Aspectos gerais: epidemiologia, fatores de risco e classificação das fraturas

As fraturas de quadril são aquelas que acometem acetábulo, cabeça ou colo do fêmur e a região intertrocantérica (figura 1). Uma possível classificação divide as fraturas de quadril conforme a localização [2]:

  • Fraturas extra-capsulares: inter e subtrocantéricas. 
  • Fraturas intracapsulares: cabeça e colo do fêmur. Fraturas com maior risco de complicação, como necrose avascular e consolidação viciosa. 
Figura 1
Classificação anatômica das fraturas de quadril.
Classificação anatômica das fraturas de quadril.

Mais de 70% das fraturas de quadril acontecem em mulheres e quase metade em pessoas acima de 85 anos [3]. O mecanismo de trauma mais comum é a queda [2, 4]. Outros fatores de risco incluem a redução de massa óssea, sedentarismo e histórico de quedas e outras fraturas [2].

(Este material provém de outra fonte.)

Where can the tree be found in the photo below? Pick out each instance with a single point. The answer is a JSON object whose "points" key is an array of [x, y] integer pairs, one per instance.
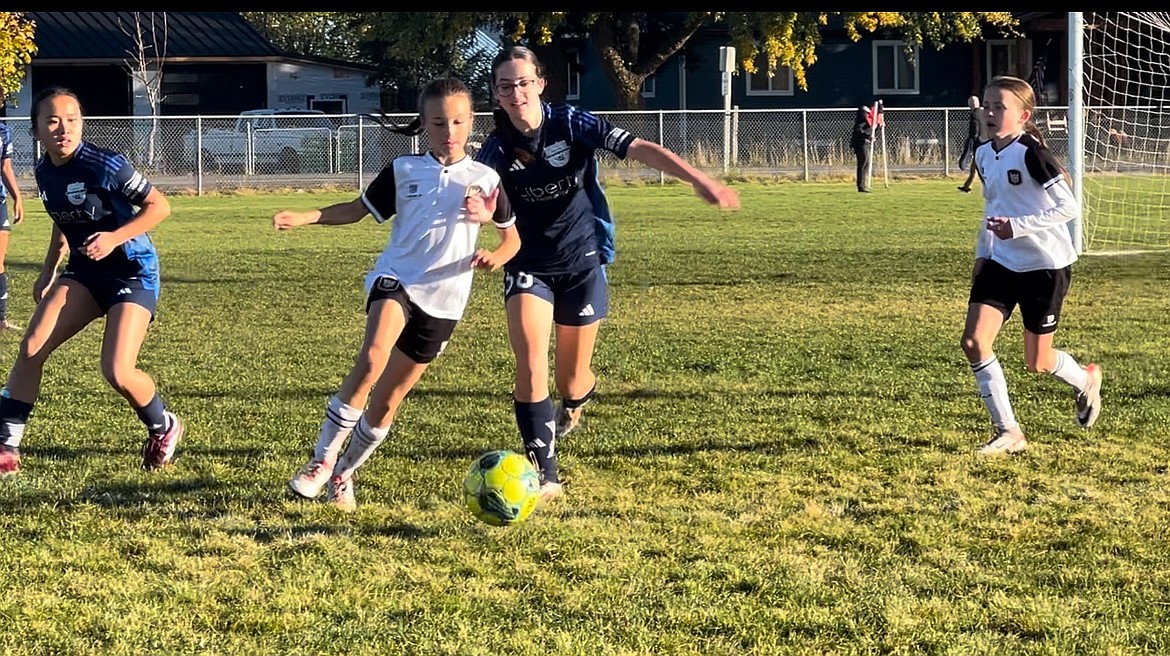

Pessoas com fratura de quadril costumam apresentar dor local (podendo ser irradiada para a região inguinal, glútea ou até o joelho) e incapacidade de deambulação. Ao exame físico, é comum haver rotação externa e encurtamento do membro inferior, especialmente em fraturas com deslocamento. A avaliação inicial deve incluir pesquisa de déficits neurológicos e complicações vasculares, que são pouco comuns à admissão, mas podem ocorrer como complicação da correção cirúrgica [2, 5]. Complicações neurovasculares podem ocorrer por lesão direta durante a cirurgia, tração excessiva por luxação ou retração e compressão por hematoma ou edema no pós-operatório [6].

O diagnóstico é confirmado pela radiografia simples. Pode ser necessária complementação com tomografia ou ressonância magnética, especialmente em caso de fraturas sem desalinhamento (figura 2) [7, 8].

Figura 2
Fratura do colo do fêmur sem desvio - radiografia e tomografia.
Fratura do colo do fêmur sem desvio - radiografia e tomografia.

A mortalidade em um ano após a fratura de quadril é de cerca de 20% [3]. Esse número pode estar relacionado às comorbidades dos pacientes, mas também às complicações da fratura e pós-operatórias (como tromboembolismo venoso, infecção e sangramento). Até metade dos pacientes que sobrevivem a uma fratura de quadril precisam de auxílio para deambulação após a alta e 10 a 20% serão institucionalizados após o evento [2, 4, 10-12].

Decisão cirúrgica e cuidados iniciais

Todo o paciente com fratura de quadril deve ser avaliado por um ortopedista. Na maioria das vezes, será necessária intervenção cirúrgica para correção da fratura. Em geral, as fraturas intra-capsulares (cabeça e colo do fêmur) são tratadas com artroplastia de quadril ou fixação interna. A artroplastia pode ser total (prótese metálica no fêmur com componente acetabular) ou hemiartroplastia (somente prótese metálica no fêmur). A fixação interna envolve a colocação de múltiplos parafusos ou um parafuso único associado a uma placa lateral (sistema conhecido como dynamic hip screw — DHS ou sliding hip screw — SHS). As fraturas intertrocantéricas são tratadas habitualmente com fixação interna, seja com DHS ou com haste intramedular [13].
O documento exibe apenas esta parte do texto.